Die Generalstaatsanwaltschaft in Schleswig-Holstein will den ehemaligen katalanischen Regierungschef Carles Puigdemont an Spanien ausliefern. Dies sei das Ergebnis einer Prüfung des spanischen Auslieferungsantrages, teilte die Behörde mit. Ein entsprechender Antrag an das Oberlandesgericht (OLG) werde derzeit vorbereitet.

Das OLG verwies jedoch darauf, dass bislang kein Antrag vorliege. Noch sei unklar, wann mit einer abschließenden Entscheidung über die Auslieferung zu rechnen ist, hieß es von Seiten des Gerichts. Es wies zugleich das Ersuchen der Generalstaatsanwaltschaft zurück, den Auslieferungshaftbefehl gegen Puigdemont wieder in Vollzug zu setzen. Es bestehe "keine erhöhte Fluchtgefahr", hieß es zur Begründung. Puigdemont könne sich unter Auflagen weiter frei in Deutschland bewegen.

Die Generalstaatsanwaltschaft hatte den Antrag für eine erneute Inhaftnahme Puigdemonts auf Basis neuer Informationen erlassen. Man habe diese von den spanischen Behörden übermittelt bekommen. Es habe sich insbesondere um Videos gehandelt, auf denen gegenüber spanischen Polizisten verübte Gewalttätigkeiten zu sehen sein sollen. "Die Ausschreitungen hatten ein solches Ausmaß, dass die Generalstaatsanwaltschaft davon ausgeht, dass auch wegen des Vorwurfs der Rebellion auszuliefern ist", teilte die Generalstaatsanwaltschaft mit.

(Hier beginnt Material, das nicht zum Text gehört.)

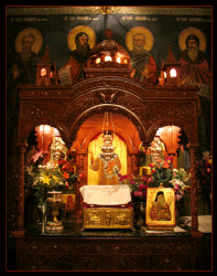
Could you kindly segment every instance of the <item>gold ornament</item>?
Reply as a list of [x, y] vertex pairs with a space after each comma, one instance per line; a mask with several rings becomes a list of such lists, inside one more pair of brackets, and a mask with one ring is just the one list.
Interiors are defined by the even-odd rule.
[[144, 26], [134, 26], [126, 35], [126, 45], [129, 51], [133, 50], [132, 38], [135, 33], [142, 33], [145, 36], [144, 50], [151, 51], [154, 38], [150, 30]]

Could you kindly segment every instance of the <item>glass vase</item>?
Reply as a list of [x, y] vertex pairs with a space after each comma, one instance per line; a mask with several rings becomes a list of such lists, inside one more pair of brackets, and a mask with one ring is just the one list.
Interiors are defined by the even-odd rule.
[[45, 233], [55, 234], [63, 232], [63, 222], [61, 221], [63, 201], [61, 194], [61, 191], [47, 192]]

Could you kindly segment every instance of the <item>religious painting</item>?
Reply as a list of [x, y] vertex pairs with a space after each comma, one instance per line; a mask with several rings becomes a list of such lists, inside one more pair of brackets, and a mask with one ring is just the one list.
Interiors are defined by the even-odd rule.
[[96, 33], [88, 25], [77, 25], [69, 31], [67, 45], [70, 54], [65, 66], [58, 71], [62, 85], [70, 85], [86, 78], [83, 68], [87, 66], [90, 50], [95, 44]]
[[207, 63], [206, 36], [196, 28], [184, 29], [178, 38], [182, 51], [178, 63], [181, 63], [181, 84], [210, 84], [211, 72]]
[[[127, 173], [127, 145], [117, 134], [99, 135], [88, 146], [88, 184], [119, 184]], [[108, 151], [109, 149], [109, 151]]]
[[126, 35], [126, 45], [130, 53], [132, 77], [140, 83], [154, 84], [158, 82], [158, 67], [150, 53], [153, 46], [153, 35], [143, 26], [132, 28]]
[[150, 230], [173, 230], [175, 226], [175, 190], [173, 188], [147, 189], [145, 224]]

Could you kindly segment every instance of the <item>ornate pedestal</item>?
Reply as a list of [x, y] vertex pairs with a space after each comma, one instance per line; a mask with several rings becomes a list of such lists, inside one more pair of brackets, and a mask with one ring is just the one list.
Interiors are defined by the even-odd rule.
[[84, 209], [84, 230], [86, 229], [131, 229], [133, 210], [121, 208]]

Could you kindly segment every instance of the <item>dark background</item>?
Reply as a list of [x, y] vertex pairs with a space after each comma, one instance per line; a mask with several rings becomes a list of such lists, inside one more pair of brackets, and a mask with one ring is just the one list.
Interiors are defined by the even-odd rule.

Nach deutschem Recht komme nicht nur eine Strafbarkeit wegen Hochverrats, sondern auch wegen Landfriedensbruchs in einem besonders schweren Fall in Betracht. Daher sei "davon auszugehen, dass nach wie vor Fluchtgefahr bestehe", begründete die Behörde den Antrag, den Auslieferungshaftbefehl wieder in Vollzug zu setzen.  

Puigdemont bleibt unter Auflagen frei

Die spanische Justiz wirft Puigdemont wegen seiner Rolle beim katalanischen Streben nach Unabhängigkeit Rebellion sowie die Veruntreuung öffentlicher Gelder vor und fordert seine Auslieferung. Puigdemont war aus Spanien geflüchtet und wurde am 25. März auf der Durchreise von Schleswig-Holstein in seinem Auto gestoppt und festgenommen. Grundlage dafür war ein europäischer Haftbefehl aus Spanien.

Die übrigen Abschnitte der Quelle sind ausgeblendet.